- Title card
- Directed by: Panchu Arunachalam
- Screenplay by: Panchu Arunachalam
- Produced by: Ar. Shanmuga Nathan P. Ar. Subramaniam
- Starring: Radhika Nizhalgal Ravi
- Cinematography: T. S. Vinayagam
- Edited by: N. Chandran
- Music by: Ilaiyaraaja
- Production company: Geetha Chitra Combines
- Release date: 11 July 1992;
- Country: India
- Language: Tamil

= Kalikaalam (1992 film) =

Kalikaalam is a 1992 Indian Tamil-language drama film directed and written by Panchu Arunachalam. The film stars Radhika and Nizhalgal Ravi. It is a remake of the Telugu film of same name. The film was released on 11 July 1992.

==Plot==

Raghuram, a daily wage worker, faces many challenges while earning for his family. He struggles hard to make money for the marriage of his children.

== Production ==
Kalikaalam was directed by Panchu Arunachalam, who also wrote the screenplay and dialogue. The film was produced by Ar. Shanmuga Nathan and P. Ar. Subramaniam under Geetha Chitra Combines. Cinematography was handled by T. S. Vinayagam, and edited by N. Chandran. The film marked the acting debut of Shanmugham.

== Soundtrack ==
The soundtrack was composed by Ilaiyaraaja.

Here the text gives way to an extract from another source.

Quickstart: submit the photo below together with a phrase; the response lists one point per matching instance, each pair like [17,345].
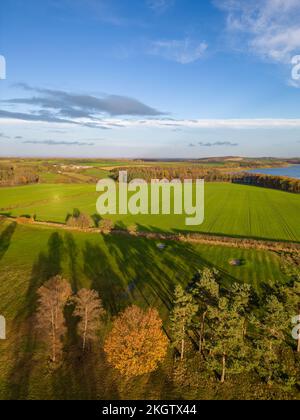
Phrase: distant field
[124,271]
[234,210]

Arunachalam also worked as lyricist.

Track listing
| No. | Title | Singer(s) | Length |
|---|---|---|---|
| 1. | "Kadhal Illaamal" | Mano, Swarnalatha | 4:44 |
| 2. | "Kaalam Kali Kaalam" | Ilaiyaraaja | 4:54 |
| 3. | "Manidhan Pogum Poku" | Ilaiyaraaja, Minmini | 2:34 |
| 4. | "Meendum Vandhadho" | Minmini, Swarnalatha | 0:52 |

== Release and reception ==
Kalikaalam was released on 11 July 1992. Ayyappa Prasad of The Indian Express said, "The screenplay and dialogue by Panchu Arunachalam as well as the story are good since the stress is on the materialistic younger generation but the film is marred by poor direction and technical flaws."